US President Joe Biden has warned Russian leader Vladimir Putin about election meddling in their first call mainly because counterparts, the White House says.
The conversation included a discussion about the ongoing opposition protests in Russia and an extension of the last remaining US-Russia nuclear arms pact.
Mr Putin congratulated the brand new US president on winning the election, according to a Russian statement.
Both parties said they decided to maintain contact continue.
Former US President Donald Trump sometimes undercut his individual administration's tough posture on Russia and was accused of being too deferential to Mr Putin.
But former President Barack Obama - under whom Mr Biden served as vice-president - was also criticized for failing woefully to check the Kremlin since it annexed Crimea, invaded eastern Ukraine and muscled in on Syria.
"President Biden made clear that america will act firmly in defence of its national interests in response to actions by Russia that harm us or our allies," a US statement said.
A White House readout of Tuesday afternoon's call said that both presidents also discussed the massive SolarWinds cyber-attack, which includes been blamed on Moscow, reports that the Kremlin put bounties on US soldiers in Afghanistan, and the poisoning of Russian opposition activist Alexei Navalny.
The Kremlin readout of the call did not refer to any points of friction the White House said have been raised by Mr Biden, who has in the past referred to Mr Putin as "a KGB thug".
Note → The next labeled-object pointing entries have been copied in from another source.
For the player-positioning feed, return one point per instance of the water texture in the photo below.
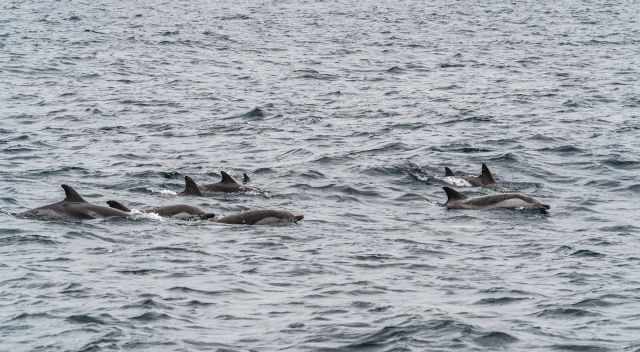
(346, 111)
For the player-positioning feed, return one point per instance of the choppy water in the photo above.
(346, 111)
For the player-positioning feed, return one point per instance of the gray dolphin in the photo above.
(261, 217)
(74, 207)
(227, 184)
(485, 179)
(456, 200)
(175, 210)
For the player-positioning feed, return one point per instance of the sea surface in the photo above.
(348, 112)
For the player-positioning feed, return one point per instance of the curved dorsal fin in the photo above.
(71, 195)
(226, 178)
(190, 187)
(485, 176)
(452, 194)
(117, 205)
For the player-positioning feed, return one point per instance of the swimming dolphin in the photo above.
(227, 184)
(261, 217)
(73, 206)
(485, 178)
(175, 210)
(456, 200)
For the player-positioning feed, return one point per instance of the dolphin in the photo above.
(485, 179)
(261, 217)
(175, 210)
(73, 206)
(227, 184)
(456, 200)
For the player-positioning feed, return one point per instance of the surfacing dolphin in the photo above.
(485, 179)
(73, 207)
(261, 217)
(457, 200)
(227, 184)
(175, 210)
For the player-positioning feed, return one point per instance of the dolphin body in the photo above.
(175, 210)
(73, 207)
(261, 217)
(227, 185)
(251, 217)
(456, 200)
(485, 179)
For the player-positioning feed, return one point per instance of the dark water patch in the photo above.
(635, 188)
(621, 164)
(470, 119)
(566, 313)
(563, 149)
(140, 271)
(456, 148)
(500, 300)
(495, 339)
(579, 348)
(586, 253)
(395, 69)
(31, 316)
(151, 316)
(173, 249)
(23, 239)
(184, 289)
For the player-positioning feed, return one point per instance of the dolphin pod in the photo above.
(176, 210)
(227, 185)
(485, 179)
(250, 217)
(457, 200)
(73, 207)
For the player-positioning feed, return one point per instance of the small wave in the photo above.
(579, 348)
(151, 316)
(593, 302)
(84, 319)
(563, 149)
(313, 74)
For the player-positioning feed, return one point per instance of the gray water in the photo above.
(346, 111)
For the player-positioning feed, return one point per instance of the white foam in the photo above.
(456, 181)
(168, 192)
(137, 214)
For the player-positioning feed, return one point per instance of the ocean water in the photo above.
(346, 111)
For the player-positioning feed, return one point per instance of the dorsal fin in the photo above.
(226, 178)
(485, 176)
(117, 205)
(190, 187)
(452, 194)
(71, 195)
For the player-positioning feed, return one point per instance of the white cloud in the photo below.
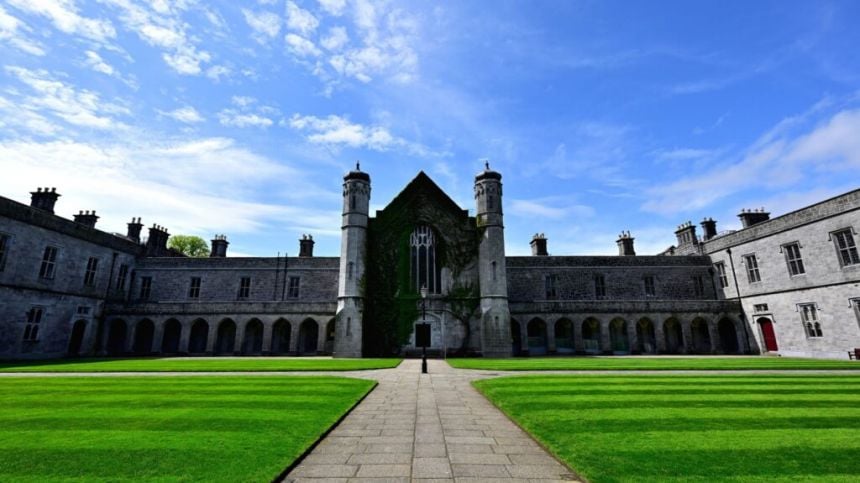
(300, 20)
(12, 31)
(186, 114)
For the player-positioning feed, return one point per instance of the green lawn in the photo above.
(198, 364)
(164, 428)
(651, 363)
(704, 428)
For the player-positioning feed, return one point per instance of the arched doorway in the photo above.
(281, 333)
(143, 335)
(516, 338)
(225, 342)
(171, 337)
(591, 336)
(674, 337)
(728, 336)
(564, 336)
(308, 335)
(117, 337)
(701, 336)
(537, 337)
(253, 343)
(646, 341)
(76, 340)
(199, 337)
(768, 334)
(618, 339)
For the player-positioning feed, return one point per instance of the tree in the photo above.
(189, 245)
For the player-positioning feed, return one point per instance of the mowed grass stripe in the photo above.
(651, 363)
(665, 432)
(199, 364)
(171, 429)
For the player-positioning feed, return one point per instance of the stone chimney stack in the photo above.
(219, 246)
(709, 228)
(538, 244)
(625, 245)
(86, 218)
(306, 246)
(134, 229)
(44, 200)
(753, 217)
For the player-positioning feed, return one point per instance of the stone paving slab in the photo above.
(428, 428)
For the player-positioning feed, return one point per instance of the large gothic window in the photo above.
(423, 268)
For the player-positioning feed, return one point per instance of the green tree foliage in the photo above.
(189, 245)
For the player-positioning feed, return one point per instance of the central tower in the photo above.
(492, 275)
(353, 251)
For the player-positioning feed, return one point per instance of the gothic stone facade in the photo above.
(787, 285)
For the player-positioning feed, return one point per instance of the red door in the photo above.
(769, 335)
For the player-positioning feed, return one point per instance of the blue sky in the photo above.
(220, 117)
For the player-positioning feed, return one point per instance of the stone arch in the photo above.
(536, 331)
(646, 338)
(564, 336)
(199, 337)
(619, 341)
(117, 333)
(308, 335)
(225, 340)
(76, 339)
(253, 341)
(701, 336)
(728, 336)
(144, 334)
(673, 335)
(591, 335)
(172, 336)
(281, 333)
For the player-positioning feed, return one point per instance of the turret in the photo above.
(495, 315)
(353, 249)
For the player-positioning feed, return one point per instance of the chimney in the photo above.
(219, 246)
(753, 217)
(686, 234)
(538, 244)
(134, 229)
(306, 246)
(86, 218)
(625, 245)
(156, 245)
(44, 200)
(709, 228)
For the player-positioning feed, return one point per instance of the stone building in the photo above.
(787, 285)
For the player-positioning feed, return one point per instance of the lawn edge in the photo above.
(282, 476)
(540, 443)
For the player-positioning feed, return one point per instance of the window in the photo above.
(245, 287)
(599, 286)
(194, 289)
(753, 274)
(721, 274)
(31, 330)
(49, 260)
(145, 288)
(293, 289)
(809, 316)
(845, 247)
(698, 285)
(120, 278)
(650, 289)
(4, 248)
(424, 271)
(550, 282)
(793, 259)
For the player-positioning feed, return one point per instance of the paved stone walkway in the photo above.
(428, 428)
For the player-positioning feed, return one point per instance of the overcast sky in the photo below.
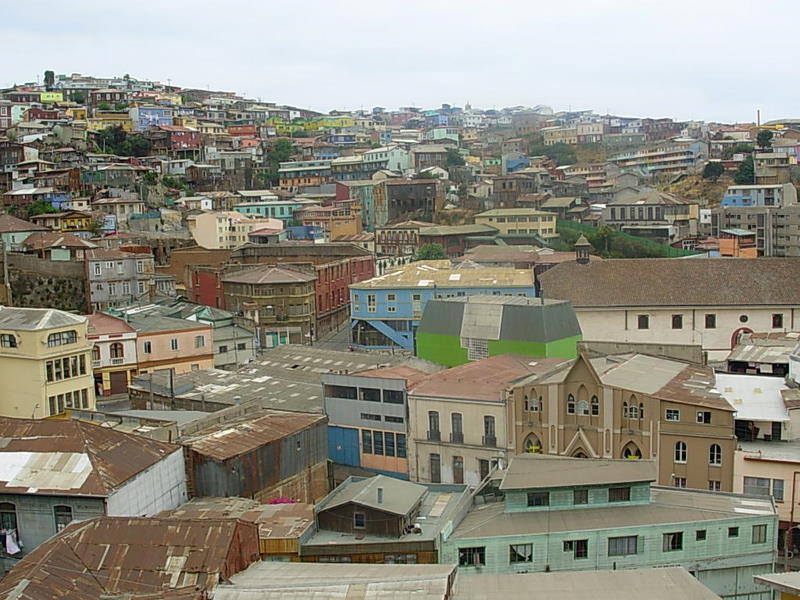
(701, 59)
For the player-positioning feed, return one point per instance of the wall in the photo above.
(160, 487)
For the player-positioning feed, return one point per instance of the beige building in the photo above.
(227, 229)
(629, 406)
(45, 362)
(708, 302)
(520, 221)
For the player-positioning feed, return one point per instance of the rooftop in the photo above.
(37, 319)
(529, 471)
(667, 506)
(441, 274)
(247, 433)
(669, 282)
(71, 458)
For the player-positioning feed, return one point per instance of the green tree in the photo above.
(764, 138)
(713, 170)
(430, 252)
(49, 80)
(454, 158)
(746, 173)
(40, 207)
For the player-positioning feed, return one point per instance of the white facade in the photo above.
(161, 487)
(624, 324)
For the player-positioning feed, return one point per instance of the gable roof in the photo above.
(672, 282)
(71, 458)
(398, 497)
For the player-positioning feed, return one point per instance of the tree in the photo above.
(454, 158)
(430, 252)
(764, 138)
(40, 207)
(746, 173)
(713, 170)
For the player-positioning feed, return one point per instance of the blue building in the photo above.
(147, 117)
(386, 310)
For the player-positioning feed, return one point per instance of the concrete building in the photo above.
(386, 310)
(560, 514)
(57, 471)
(696, 301)
(454, 331)
(45, 362)
(114, 360)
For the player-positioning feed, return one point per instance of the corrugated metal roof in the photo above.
(71, 458)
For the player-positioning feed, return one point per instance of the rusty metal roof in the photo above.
(71, 458)
(149, 557)
(275, 521)
(233, 438)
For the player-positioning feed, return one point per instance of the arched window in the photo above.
(715, 455)
(680, 451)
(63, 516)
(117, 350)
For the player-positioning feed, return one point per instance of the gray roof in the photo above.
(668, 583)
(501, 317)
(667, 506)
(398, 497)
(530, 471)
(35, 319)
(319, 581)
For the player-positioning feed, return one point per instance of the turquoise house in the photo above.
(550, 513)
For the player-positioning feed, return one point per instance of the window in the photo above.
(471, 557)
(366, 441)
(538, 498)
(715, 455)
(436, 468)
(759, 534)
(622, 546)
(620, 494)
(62, 338)
(673, 541)
(579, 548)
(680, 452)
(520, 553)
(63, 516)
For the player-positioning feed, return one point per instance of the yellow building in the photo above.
(45, 362)
(520, 221)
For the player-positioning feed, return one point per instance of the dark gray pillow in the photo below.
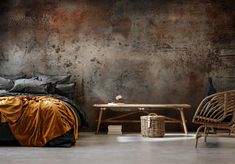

Russian officials said their president had "noted that the normalisation of relations between Russia and the United States would meet the interests of both countries and - considering their specialized responsibility for maintaining security and stability on the planet - of the complete international community".
"Overall, the conversation between your leaders of Russia and america was of a good business-like and frank nature," the Kremlin statement added.
The two leaders seemed to seal an agreement to renew New Start, an Obama-era accord that limits the amounts of warheads, missiles and launchers in the US-Russian nuclear arsenals.
It was due to expire the following month, and Mr Trump had refused to sign on.